Cytokinesis refers to the division of the cytoplasm during cell division (mitosis). While this is the last event of cell division, it starts early on during the anaphase stage of mitosis in most eukaryotic cells.
Because it involves the separation/division of the cytoplasm, cytokinesis serves to divide the cell into two with each of the daughter cells containing the same cell contents as the parent cell.
In Animal Cells
As mentioned, cytokinesis starts during the anaphase stage of mitosis. This is important for several reasons. Before the metaphase stage, genetic material of the cell is not yet condensed and the nucleus is still intact. However, during metaphase, genetic material first condenses into chromosomes which makes them visible.
This stage of mitosis is also an important one given that it's the stage at which the chromosomes start aligning at the central part of the cell so that they can be divided. Here, it's worth noting that cytokinesis is a tightly coordinated process that follows the separation of chromosomes.
This is important because it ensures that as the cell continues to separate, each of the new daughter cells receives an equal number of chromosomes. For this reason, cytokinesis cannot occur during metaphase and therefore has to wait until the separation of chromosomes start (during anaphase).
The anaphase stage, following metaphase, is characterized by the development of spindle fibers. These are also known as central spindle and consists of an array of microtubules. Here, centrioles, contained in the centrosome, are responsible for the production of microtubules that form the central fibers. Once they are produced, the array of microtubules extend to different directions within the cytoplasm forming the spindle.
As they extend, some of the microtubules also attach and connect to the chromosomes at kinetochores allowing the separation to begin. As the spindle fibers separate the chromosomes, a cleavage furrow is formed between the chromosomes. This is also the region/point at which the cytoplasm starts dividing.
While some studies attribute the onset of anaphase chromosomes, this is attributed to the activities of the spindle by other studies. Regardless, it's the separation of chromosomes and the consequent creation of a cleavage furrow between the chromosomes that initiates cytoplasm division.
* In plants and yeast, position of the cleavage furrow is said to be independent of the mitotic spindle. Rather, it's the furrow that has been shown to orient the fibers for chromosomal separation to occur. In animal cells, new reports are showing that spindle fibers are responsible for the position of the cleavage furrow.
* In higher plants, microtubule organizing centers (centrosome) is absent.
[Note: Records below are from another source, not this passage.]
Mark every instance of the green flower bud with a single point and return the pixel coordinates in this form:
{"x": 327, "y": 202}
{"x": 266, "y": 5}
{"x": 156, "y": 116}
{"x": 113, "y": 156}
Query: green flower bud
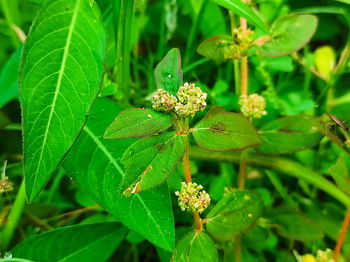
{"x": 252, "y": 105}
{"x": 191, "y": 100}
{"x": 5, "y": 185}
{"x": 163, "y": 101}
{"x": 192, "y": 197}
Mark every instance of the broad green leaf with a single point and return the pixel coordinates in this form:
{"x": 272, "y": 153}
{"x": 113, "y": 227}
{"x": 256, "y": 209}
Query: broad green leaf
{"x": 195, "y": 247}
{"x": 137, "y": 122}
{"x": 289, "y": 34}
{"x": 94, "y": 163}
{"x": 238, "y": 7}
{"x": 9, "y": 79}
{"x": 291, "y": 223}
{"x": 220, "y": 48}
{"x": 61, "y": 71}
{"x": 234, "y": 213}
{"x": 340, "y": 174}
{"x": 85, "y": 243}
{"x": 289, "y": 134}
{"x": 168, "y": 72}
{"x": 225, "y": 131}
{"x": 150, "y": 161}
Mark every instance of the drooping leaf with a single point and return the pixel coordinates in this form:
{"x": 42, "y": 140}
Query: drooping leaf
{"x": 220, "y": 48}
{"x": 61, "y": 70}
{"x": 289, "y": 134}
{"x": 94, "y": 163}
{"x": 9, "y": 79}
{"x": 340, "y": 174}
{"x": 93, "y": 242}
{"x": 137, "y": 122}
{"x": 238, "y": 7}
{"x": 150, "y": 161}
{"x": 195, "y": 247}
{"x": 168, "y": 72}
{"x": 289, "y": 34}
{"x": 293, "y": 224}
{"x": 234, "y": 213}
{"x": 225, "y": 131}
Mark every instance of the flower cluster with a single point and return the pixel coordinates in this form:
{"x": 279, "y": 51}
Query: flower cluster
{"x": 192, "y": 197}
{"x": 324, "y": 256}
{"x": 252, "y": 105}
{"x": 5, "y": 185}
{"x": 243, "y": 38}
{"x": 163, "y": 101}
{"x": 191, "y": 100}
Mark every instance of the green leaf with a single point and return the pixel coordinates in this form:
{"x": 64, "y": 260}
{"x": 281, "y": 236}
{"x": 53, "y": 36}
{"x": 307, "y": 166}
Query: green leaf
{"x": 234, "y": 213}
{"x": 292, "y": 224}
{"x": 137, "y": 122}
{"x": 289, "y": 134}
{"x": 93, "y": 242}
{"x": 61, "y": 71}
{"x": 94, "y": 164}
{"x": 9, "y": 79}
{"x": 220, "y": 48}
{"x": 225, "y": 131}
{"x": 168, "y": 72}
{"x": 156, "y": 159}
{"x": 340, "y": 174}
{"x": 289, "y": 34}
{"x": 195, "y": 247}
{"x": 238, "y": 7}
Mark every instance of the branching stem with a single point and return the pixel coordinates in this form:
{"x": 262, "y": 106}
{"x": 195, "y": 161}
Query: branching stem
{"x": 186, "y": 161}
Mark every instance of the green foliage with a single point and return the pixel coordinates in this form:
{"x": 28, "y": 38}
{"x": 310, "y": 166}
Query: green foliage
{"x": 340, "y": 174}
{"x": 225, "y": 131}
{"x": 156, "y": 159}
{"x": 101, "y": 178}
{"x": 168, "y": 73}
{"x": 235, "y": 213}
{"x": 137, "y": 122}
{"x": 289, "y": 134}
{"x": 60, "y": 76}
{"x": 291, "y": 223}
{"x": 195, "y": 247}
{"x": 119, "y": 162}
{"x": 220, "y": 48}
{"x": 9, "y": 79}
{"x": 289, "y": 33}
{"x": 73, "y": 243}
{"x": 243, "y": 10}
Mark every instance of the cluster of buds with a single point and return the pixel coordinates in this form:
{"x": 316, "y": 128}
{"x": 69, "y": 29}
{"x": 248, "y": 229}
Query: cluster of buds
{"x": 243, "y": 38}
{"x": 192, "y": 198}
{"x": 163, "y": 101}
{"x": 5, "y": 185}
{"x": 252, "y": 105}
{"x": 191, "y": 100}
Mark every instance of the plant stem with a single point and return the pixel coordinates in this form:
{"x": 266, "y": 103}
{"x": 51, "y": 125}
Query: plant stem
{"x": 279, "y": 164}
{"x": 13, "y": 218}
{"x": 123, "y": 12}
{"x": 342, "y": 235}
{"x": 186, "y": 161}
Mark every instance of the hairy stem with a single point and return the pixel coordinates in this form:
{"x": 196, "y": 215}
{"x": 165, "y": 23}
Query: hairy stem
{"x": 12, "y": 221}
{"x": 279, "y": 164}
{"x": 186, "y": 161}
{"x": 123, "y": 12}
{"x": 342, "y": 235}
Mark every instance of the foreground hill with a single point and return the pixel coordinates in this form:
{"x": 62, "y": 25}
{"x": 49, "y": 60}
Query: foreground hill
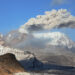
{"x": 9, "y": 65}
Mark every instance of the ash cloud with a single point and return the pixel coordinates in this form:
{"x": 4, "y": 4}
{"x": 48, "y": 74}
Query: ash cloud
{"x": 58, "y": 2}
{"x": 51, "y": 19}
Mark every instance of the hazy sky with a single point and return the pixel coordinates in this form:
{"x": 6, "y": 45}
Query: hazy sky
{"x": 14, "y": 13}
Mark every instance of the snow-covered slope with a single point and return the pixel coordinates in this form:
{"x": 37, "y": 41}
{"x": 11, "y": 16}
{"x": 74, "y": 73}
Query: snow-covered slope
{"x": 20, "y": 55}
{"x": 55, "y": 39}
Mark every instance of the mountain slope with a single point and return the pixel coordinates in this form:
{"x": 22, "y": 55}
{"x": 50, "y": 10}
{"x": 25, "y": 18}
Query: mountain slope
{"x": 9, "y": 65}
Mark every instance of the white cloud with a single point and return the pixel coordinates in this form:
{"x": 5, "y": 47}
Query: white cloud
{"x": 51, "y": 19}
{"x": 58, "y": 2}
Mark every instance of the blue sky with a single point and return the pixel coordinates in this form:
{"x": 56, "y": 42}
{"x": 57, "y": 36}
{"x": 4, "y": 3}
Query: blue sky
{"x": 14, "y": 13}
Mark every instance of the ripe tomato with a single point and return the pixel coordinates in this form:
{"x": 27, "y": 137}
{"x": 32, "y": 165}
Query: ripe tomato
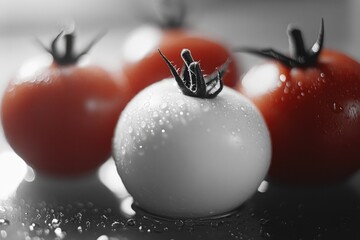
{"x": 311, "y": 104}
{"x": 144, "y": 66}
{"x": 60, "y": 117}
{"x": 191, "y": 154}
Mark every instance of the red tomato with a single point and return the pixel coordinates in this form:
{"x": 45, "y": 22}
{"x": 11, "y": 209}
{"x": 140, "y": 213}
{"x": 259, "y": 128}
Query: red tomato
{"x": 61, "y": 118}
{"x": 144, "y": 66}
{"x": 312, "y": 109}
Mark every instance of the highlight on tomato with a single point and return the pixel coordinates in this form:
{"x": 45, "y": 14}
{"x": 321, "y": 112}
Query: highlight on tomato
{"x": 311, "y": 103}
{"x": 60, "y": 117}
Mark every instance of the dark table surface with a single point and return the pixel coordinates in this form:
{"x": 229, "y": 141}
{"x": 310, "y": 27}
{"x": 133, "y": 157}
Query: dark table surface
{"x": 97, "y": 206}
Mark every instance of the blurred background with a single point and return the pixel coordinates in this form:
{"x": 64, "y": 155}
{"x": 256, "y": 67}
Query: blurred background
{"x": 259, "y": 23}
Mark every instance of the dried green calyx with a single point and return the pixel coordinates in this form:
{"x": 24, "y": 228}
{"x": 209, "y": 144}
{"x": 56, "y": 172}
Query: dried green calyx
{"x": 299, "y": 56}
{"x": 69, "y": 56}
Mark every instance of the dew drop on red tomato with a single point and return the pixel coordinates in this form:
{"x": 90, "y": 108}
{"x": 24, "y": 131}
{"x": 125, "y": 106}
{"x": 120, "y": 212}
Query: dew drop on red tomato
{"x": 337, "y": 108}
{"x": 4, "y": 222}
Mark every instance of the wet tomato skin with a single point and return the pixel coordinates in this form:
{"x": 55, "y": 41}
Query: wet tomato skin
{"x": 171, "y": 42}
{"x": 313, "y": 115}
{"x": 60, "y": 120}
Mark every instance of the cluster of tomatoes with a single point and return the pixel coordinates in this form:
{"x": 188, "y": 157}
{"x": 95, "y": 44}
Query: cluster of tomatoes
{"x": 302, "y": 112}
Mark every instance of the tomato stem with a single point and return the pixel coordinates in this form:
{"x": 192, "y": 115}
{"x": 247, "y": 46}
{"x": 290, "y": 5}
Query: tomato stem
{"x": 69, "y": 57}
{"x": 299, "y": 56}
{"x": 191, "y": 80}
{"x": 172, "y": 13}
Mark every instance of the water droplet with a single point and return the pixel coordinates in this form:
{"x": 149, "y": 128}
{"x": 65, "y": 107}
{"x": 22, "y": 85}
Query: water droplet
{"x": 34, "y": 226}
{"x": 205, "y": 107}
{"x": 55, "y": 223}
{"x": 180, "y": 103}
{"x": 179, "y": 223}
{"x": 116, "y": 225}
{"x": 131, "y": 222}
{"x": 282, "y": 78}
{"x": 163, "y": 105}
{"x": 103, "y": 237}
{"x": 3, "y": 234}
{"x": 88, "y": 224}
{"x": 130, "y": 130}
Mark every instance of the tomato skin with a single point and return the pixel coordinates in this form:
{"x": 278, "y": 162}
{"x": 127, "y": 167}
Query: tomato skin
{"x": 182, "y": 156}
{"x": 60, "y": 120}
{"x": 151, "y": 68}
{"x": 313, "y": 115}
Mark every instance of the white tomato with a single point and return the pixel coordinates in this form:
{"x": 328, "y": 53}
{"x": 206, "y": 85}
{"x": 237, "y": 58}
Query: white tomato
{"x": 185, "y": 156}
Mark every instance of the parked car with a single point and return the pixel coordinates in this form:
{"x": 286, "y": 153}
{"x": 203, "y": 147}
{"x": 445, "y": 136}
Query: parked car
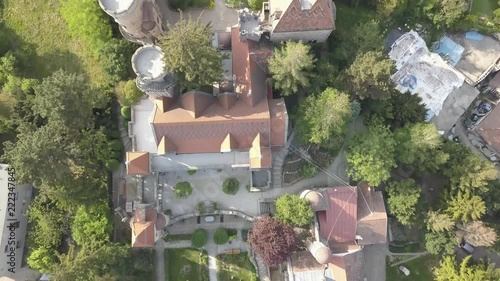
{"x": 405, "y": 270}
{"x": 467, "y": 247}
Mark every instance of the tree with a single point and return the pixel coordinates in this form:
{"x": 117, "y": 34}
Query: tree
{"x": 465, "y": 207}
{"x": 230, "y": 186}
{"x": 221, "y": 236}
{"x": 420, "y": 144}
{"x": 87, "y": 21}
{"x": 65, "y": 99}
{"x": 323, "y": 116}
{"x": 370, "y": 75}
{"x": 403, "y": 200}
{"x": 440, "y": 243}
{"x": 371, "y": 157}
{"x": 272, "y": 240}
{"x": 42, "y": 259}
{"x": 476, "y": 233}
{"x": 91, "y": 224}
{"x": 293, "y": 210}
{"x": 448, "y": 270}
{"x": 199, "y": 238}
{"x": 191, "y": 55}
{"x": 438, "y": 222}
{"x": 128, "y": 94}
{"x": 291, "y": 67}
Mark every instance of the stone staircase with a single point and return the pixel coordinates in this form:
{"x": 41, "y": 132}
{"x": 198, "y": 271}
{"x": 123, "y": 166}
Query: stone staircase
{"x": 278, "y": 163}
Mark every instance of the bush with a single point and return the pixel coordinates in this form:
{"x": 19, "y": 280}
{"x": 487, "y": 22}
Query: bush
{"x": 126, "y": 112}
{"x": 308, "y": 170}
{"x": 255, "y": 4}
{"x": 127, "y": 92}
{"x": 183, "y": 190}
{"x": 231, "y": 186}
{"x": 116, "y": 145}
{"x": 221, "y": 236}
{"x": 199, "y": 238}
{"x": 112, "y": 164}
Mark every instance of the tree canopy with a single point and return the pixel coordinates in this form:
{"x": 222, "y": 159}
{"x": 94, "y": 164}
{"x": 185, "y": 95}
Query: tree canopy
{"x": 371, "y": 157}
{"x": 370, "y": 75}
{"x": 274, "y": 241}
{"x": 191, "y": 55}
{"x": 324, "y": 116}
{"x": 403, "y": 199}
{"x": 291, "y": 67}
{"x": 293, "y": 210}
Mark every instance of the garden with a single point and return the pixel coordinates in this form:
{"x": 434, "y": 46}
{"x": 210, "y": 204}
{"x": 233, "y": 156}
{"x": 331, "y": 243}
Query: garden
{"x": 186, "y": 265}
{"x": 235, "y": 267}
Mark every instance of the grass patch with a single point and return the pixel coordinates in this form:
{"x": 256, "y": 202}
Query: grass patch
{"x": 484, "y": 7}
{"x": 38, "y": 26}
{"x": 235, "y": 267}
{"x": 420, "y": 269}
{"x": 186, "y": 265}
{"x": 177, "y": 237}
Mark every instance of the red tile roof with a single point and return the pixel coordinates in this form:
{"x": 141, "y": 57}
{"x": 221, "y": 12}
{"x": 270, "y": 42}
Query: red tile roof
{"x": 138, "y": 163}
{"x": 338, "y": 223}
{"x": 319, "y": 17}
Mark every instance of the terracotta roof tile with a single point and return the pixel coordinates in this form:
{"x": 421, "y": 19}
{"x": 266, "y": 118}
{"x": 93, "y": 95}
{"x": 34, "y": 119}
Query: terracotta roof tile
{"x": 338, "y": 223}
{"x": 138, "y": 163}
{"x": 319, "y": 17}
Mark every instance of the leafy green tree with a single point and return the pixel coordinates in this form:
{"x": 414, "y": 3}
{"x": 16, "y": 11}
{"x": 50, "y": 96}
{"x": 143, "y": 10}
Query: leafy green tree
{"x": 65, "y": 99}
{"x": 440, "y": 243}
{"x": 371, "y": 157}
{"x": 42, "y": 259}
{"x": 128, "y": 94}
{"x": 403, "y": 200}
{"x": 465, "y": 207}
{"x": 86, "y": 20}
{"x": 323, "y": 116}
{"x": 370, "y": 75}
{"x": 449, "y": 270}
{"x": 438, "y": 222}
{"x": 91, "y": 224}
{"x": 476, "y": 233}
{"x": 420, "y": 144}
{"x": 115, "y": 59}
{"x": 191, "y": 55}
{"x": 293, "y": 210}
{"x": 291, "y": 67}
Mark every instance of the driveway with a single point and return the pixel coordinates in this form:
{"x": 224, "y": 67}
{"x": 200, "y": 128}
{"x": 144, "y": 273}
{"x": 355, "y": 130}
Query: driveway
{"x": 220, "y": 16}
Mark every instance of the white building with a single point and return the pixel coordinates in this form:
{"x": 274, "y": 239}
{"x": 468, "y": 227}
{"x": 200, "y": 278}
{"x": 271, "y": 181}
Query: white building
{"x": 14, "y": 201}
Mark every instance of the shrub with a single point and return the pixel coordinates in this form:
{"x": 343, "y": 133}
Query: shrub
{"x": 183, "y": 190}
{"x": 112, "y": 164}
{"x": 127, "y": 92}
{"x": 199, "y": 238}
{"x": 231, "y": 186}
{"x": 116, "y": 145}
{"x": 221, "y": 236}
{"x": 308, "y": 170}
{"x": 255, "y": 4}
{"x": 126, "y": 112}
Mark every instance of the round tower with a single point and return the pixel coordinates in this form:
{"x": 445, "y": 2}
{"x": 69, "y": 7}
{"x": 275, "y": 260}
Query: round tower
{"x": 140, "y": 21}
{"x": 152, "y": 78}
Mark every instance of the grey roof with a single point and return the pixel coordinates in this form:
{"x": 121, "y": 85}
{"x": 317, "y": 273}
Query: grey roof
{"x": 454, "y": 106}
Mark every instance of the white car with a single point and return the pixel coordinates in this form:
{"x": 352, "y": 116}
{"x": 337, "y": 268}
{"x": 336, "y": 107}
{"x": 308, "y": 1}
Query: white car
{"x": 405, "y": 270}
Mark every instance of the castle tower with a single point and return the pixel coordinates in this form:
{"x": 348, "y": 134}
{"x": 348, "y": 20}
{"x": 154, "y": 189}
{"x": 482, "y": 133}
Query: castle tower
{"x": 140, "y": 21}
{"x": 152, "y": 78}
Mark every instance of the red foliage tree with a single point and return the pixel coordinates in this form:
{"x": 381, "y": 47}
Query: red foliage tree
{"x": 272, "y": 240}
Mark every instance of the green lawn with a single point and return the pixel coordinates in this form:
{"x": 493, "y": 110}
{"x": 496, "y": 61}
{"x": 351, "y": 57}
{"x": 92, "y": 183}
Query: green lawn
{"x": 484, "y": 7}
{"x": 235, "y": 268}
{"x": 186, "y": 265}
{"x": 37, "y": 26}
{"x": 420, "y": 269}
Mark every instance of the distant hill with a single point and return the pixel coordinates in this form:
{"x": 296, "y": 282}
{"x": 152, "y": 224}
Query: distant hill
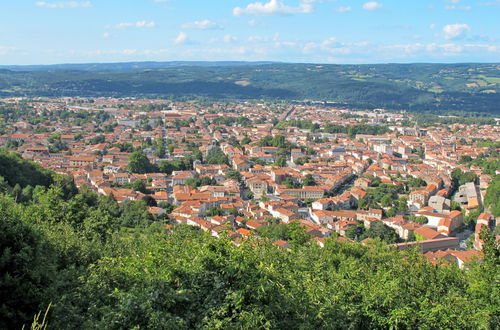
{"x": 437, "y": 88}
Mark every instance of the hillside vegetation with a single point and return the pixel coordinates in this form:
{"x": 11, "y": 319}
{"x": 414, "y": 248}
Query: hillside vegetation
{"x": 437, "y": 88}
{"x": 107, "y": 266}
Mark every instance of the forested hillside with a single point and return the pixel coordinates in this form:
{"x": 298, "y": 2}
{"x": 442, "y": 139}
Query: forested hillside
{"x": 436, "y": 88}
{"x": 102, "y": 265}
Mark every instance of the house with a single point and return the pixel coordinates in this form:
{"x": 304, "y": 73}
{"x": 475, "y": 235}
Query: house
{"x": 258, "y": 187}
{"x": 362, "y": 183}
{"x": 434, "y": 217}
{"x": 439, "y": 203}
{"x": 321, "y": 216}
{"x": 461, "y": 258}
{"x": 425, "y": 233}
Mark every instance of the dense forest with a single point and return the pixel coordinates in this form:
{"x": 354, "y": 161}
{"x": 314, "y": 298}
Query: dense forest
{"x": 435, "y": 88}
{"x": 100, "y": 265}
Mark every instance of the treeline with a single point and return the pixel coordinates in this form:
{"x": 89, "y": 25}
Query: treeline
{"x": 391, "y": 86}
{"x": 102, "y": 265}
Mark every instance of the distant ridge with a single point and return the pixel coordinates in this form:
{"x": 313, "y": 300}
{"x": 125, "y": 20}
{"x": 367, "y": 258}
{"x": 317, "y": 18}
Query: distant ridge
{"x": 127, "y": 66}
{"x": 436, "y": 88}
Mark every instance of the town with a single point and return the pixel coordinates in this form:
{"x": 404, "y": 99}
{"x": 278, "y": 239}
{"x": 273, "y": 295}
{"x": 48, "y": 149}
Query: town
{"x": 257, "y": 169}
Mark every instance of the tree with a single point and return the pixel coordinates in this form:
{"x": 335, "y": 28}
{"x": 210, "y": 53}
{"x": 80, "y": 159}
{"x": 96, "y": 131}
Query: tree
{"x": 214, "y": 211}
{"x": 27, "y": 267}
{"x": 280, "y": 162}
{"x": 233, "y": 174}
{"x": 139, "y": 163}
{"x": 380, "y": 230}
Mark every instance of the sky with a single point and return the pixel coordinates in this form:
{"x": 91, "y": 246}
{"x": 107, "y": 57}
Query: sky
{"x": 307, "y": 31}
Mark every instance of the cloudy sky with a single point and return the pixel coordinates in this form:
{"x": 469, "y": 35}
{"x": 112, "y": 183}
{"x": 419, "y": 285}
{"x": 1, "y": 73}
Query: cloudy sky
{"x": 319, "y": 31}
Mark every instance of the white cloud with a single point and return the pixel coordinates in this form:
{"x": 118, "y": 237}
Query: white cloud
{"x": 275, "y": 7}
{"x": 372, "y": 5}
{"x": 4, "y": 50}
{"x": 229, "y": 38}
{"x": 455, "y": 31}
{"x": 67, "y": 4}
{"x": 343, "y": 9}
{"x": 453, "y": 7}
{"x": 202, "y": 25}
{"x": 138, "y": 24}
{"x": 181, "y": 38}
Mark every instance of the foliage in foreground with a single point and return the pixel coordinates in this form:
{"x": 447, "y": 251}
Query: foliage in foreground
{"x": 105, "y": 266}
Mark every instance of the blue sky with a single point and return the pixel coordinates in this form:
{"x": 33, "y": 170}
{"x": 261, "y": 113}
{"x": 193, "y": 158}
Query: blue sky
{"x": 319, "y": 31}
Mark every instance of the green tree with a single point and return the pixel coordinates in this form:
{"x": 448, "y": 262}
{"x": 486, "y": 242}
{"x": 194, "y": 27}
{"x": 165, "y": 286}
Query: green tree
{"x": 139, "y": 163}
{"x": 308, "y": 180}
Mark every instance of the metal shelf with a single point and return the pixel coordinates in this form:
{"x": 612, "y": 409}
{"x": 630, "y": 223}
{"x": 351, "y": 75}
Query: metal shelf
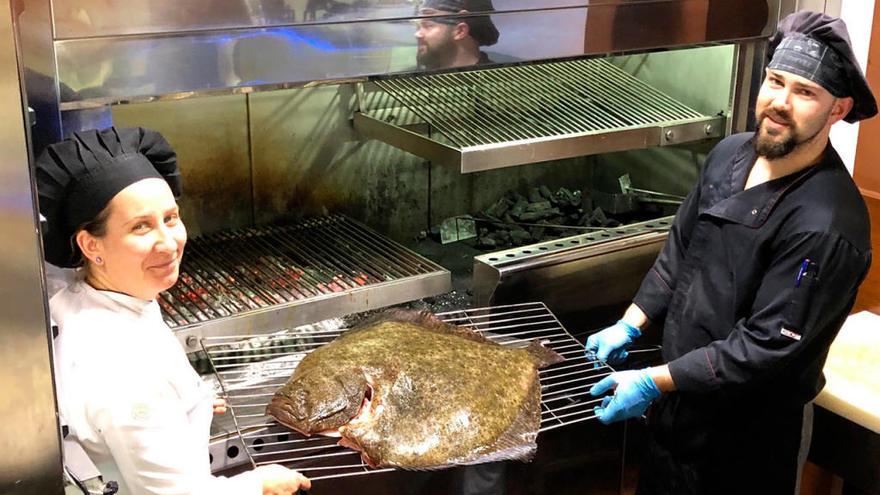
{"x": 282, "y": 276}
{"x": 564, "y": 386}
{"x": 495, "y": 118}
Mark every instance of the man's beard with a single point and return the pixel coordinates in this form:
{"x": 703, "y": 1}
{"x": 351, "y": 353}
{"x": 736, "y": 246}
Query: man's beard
{"x": 777, "y": 146}
{"x": 437, "y": 55}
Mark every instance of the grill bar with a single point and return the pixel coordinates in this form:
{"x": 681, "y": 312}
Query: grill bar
{"x": 565, "y": 398}
{"x": 534, "y": 101}
{"x": 505, "y": 116}
{"x": 271, "y": 269}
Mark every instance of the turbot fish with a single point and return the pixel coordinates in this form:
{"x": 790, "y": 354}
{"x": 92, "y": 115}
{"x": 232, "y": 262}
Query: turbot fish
{"x": 409, "y": 391}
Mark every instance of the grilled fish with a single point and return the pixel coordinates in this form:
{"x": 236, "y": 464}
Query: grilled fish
{"x": 410, "y": 391}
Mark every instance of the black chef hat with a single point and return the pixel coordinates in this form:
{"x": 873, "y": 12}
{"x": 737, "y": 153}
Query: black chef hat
{"x": 817, "y": 47}
{"x": 77, "y": 178}
{"x": 481, "y": 27}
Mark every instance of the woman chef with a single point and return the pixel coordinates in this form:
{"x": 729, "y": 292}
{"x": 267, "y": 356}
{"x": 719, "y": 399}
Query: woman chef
{"x": 125, "y": 387}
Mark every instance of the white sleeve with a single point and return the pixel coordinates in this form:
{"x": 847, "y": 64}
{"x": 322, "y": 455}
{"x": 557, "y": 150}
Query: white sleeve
{"x": 149, "y": 436}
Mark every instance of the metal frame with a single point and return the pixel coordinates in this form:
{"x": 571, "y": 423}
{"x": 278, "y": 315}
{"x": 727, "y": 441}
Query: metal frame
{"x": 31, "y": 439}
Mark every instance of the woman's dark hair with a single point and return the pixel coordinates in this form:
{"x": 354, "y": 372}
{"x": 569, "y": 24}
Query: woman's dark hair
{"x": 97, "y": 227}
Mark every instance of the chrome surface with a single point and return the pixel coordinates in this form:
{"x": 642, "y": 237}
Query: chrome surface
{"x": 34, "y": 30}
{"x": 584, "y": 278}
{"x": 251, "y": 279}
{"x": 116, "y": 52}
{"x": 31, "y": 460}
{"x": 248, "y": 390}
{"x": 509, "y": 116}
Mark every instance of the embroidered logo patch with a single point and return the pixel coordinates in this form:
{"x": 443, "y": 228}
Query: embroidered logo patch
{"x": 140, "y": 412}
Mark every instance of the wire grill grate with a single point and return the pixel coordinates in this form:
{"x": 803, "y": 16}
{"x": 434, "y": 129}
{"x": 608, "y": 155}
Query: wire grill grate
{"x": 248, "y": 390}
{"x": 538, "y": 101}
{"x": 250, "y": 269}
However, studies have shown spindle fibers to originate from a region in the nuclear membrane during the interphase stage. From here, microtubules that form the fibers radiate to the cell cortex located at the inner part of the cell membrane. This is particularly important because it allows the nucleus to be positioned at the central part of the cell.
In addition, this has been associated with the development of phragmosome which is a cytoplasmic diaphragm that forms in preparation for cell division. In addition to the phragmosome, the microtubules are also involved in the medial rings known as preprophase bands around the phragmosome.
During the early stages of mitosis, these rings narrow to create the place of cell division. While the structure is disassembled before the metaphase stage, the plane created when it narrows marks the site of division which is also the point at which the cytoplasm starts separating.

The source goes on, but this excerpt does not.